Chi non ha riso guardando l’espressione sorpresa di Don Domenico Soriano all’esclamazione: ” Dummì io sto ’cca: la poveretta sta ’cca. Vivente! A’Maronna m’ha fatto ’a grazia. Siamo marito e moglie! Ehehh!”
Sarà questa frase a dare inizio alla commedia che poi, come detto in precedenza, si snoderà in un vortice analitico ricco di drammaticità.
La commedia coglie pienamente la realtà napoletana, la praticità tipica della povertà che come canta un noto cantautore romano “nun c’ ha i denti pe’ magná“, che cerca di sopravvivere in “quei bassi scuri, dove d’estate non si respira” come si può legandosi a soluzioni annichilenti, che scavano lentamente nella vita delle persone, che scavano seppellendo paura e vergogna nel petto di una ragazza di 19 anni che non scappa dalla casa di tolleranza, mentre c’è un allarme bomba, per paura del giudizio altrui, per paura “da gent‘”.
Una realtà contrapposta a quella della Napoli bene, a quella della Napoli dell’otium e del negotium, delle feste, dei balli e delle bibite frizzanti bevute al sole del lungomare splendente.
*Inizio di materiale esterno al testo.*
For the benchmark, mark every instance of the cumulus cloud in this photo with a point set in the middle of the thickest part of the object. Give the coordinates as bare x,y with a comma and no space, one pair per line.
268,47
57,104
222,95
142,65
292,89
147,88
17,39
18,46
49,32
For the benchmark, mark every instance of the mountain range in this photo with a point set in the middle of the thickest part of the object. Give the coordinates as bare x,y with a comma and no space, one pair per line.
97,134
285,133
La differenza è tutta sottolineata preminentemente nei dialoghi, la sceneggiatura è frutto di quattro menti: Renato Castellani, Tonino Guerra, Leonardo Benvenuti e Piero De Bernardi.
Le parole sono infilate nei discorsi dei personaggi in maniera molto attenta, attenta alla caratterizzazione di questi ultimi e ai loro profili storici ed emotivi.
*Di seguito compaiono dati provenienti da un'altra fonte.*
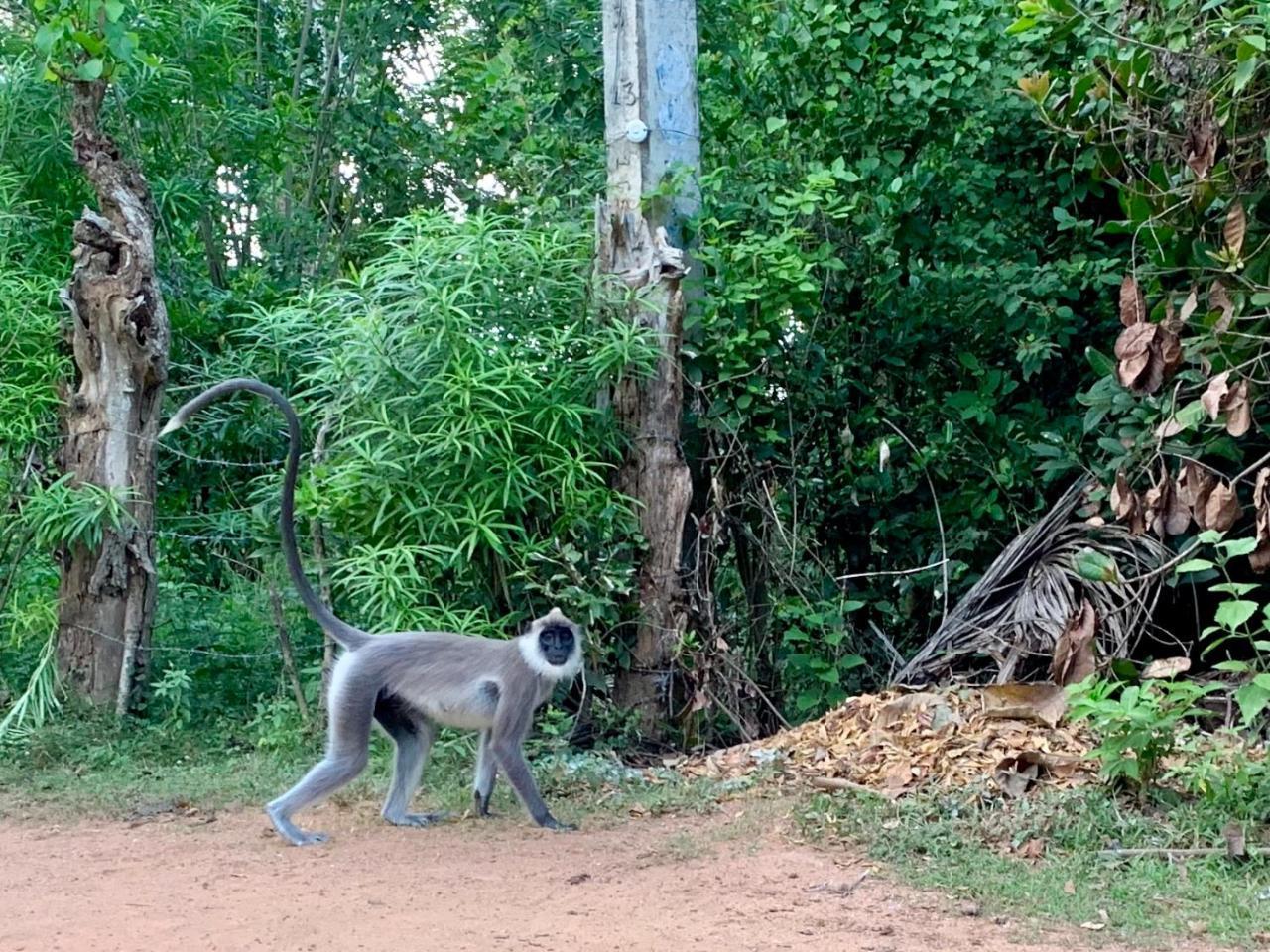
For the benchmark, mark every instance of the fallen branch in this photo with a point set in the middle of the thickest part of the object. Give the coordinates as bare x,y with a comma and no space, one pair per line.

Ogni parola si accompagna a sguardi e gesti molto suggestivi, come suggestive sono le espressioni dei personaggi, a tratti patetiche nei momenti più drammatici ma sempre ben calibrate in base alla circostanza.
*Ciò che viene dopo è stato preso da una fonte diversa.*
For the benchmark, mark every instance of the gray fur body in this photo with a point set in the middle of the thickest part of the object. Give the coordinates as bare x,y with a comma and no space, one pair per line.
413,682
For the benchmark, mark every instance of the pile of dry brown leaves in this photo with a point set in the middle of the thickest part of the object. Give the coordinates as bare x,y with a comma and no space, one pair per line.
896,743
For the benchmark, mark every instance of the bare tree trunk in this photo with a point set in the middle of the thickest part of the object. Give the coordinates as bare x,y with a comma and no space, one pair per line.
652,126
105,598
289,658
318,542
La magistrale interpretazione di entrambi i protagonisti è indiscussa in quanto vestono perfettamente i panni dei loro personaggi. Mastroianni è un perfetto sciupafemmine, testardo e capace di prendere in mano la situazione nel punto focale della storia.
La Loren è tagliata per il suo ruolo: bella, seducente e folkloristica, una donna pratica e profondamente astuta come solo una donna che ha vissuto tra privazioni e difficoltà sa essere.
Vi sono scene in cui si incontrano (o scontrano) queste due realtà in maniera chiara e a tratti divertente, si ricorda la celebre scena della firma:“La firma nunn e’ bella ma e’ a mja!”.
Un film che ha funzionato grazie alla calcata e realistica caratterizzazione dei personaggi, allo sfondo tragicomico e sopratutto alla bravura degli interpreti.
Sarebbe un peccato perdere un così ben articolato, drammatico e a tratti divertente film, sicuramente comprensibile a tutti ma in particolare a chi, come Filumena, si bagna ogni giorno di quella realtà così cruda e malsana, così pratica e semplice ma così corrosiva, come l’acido.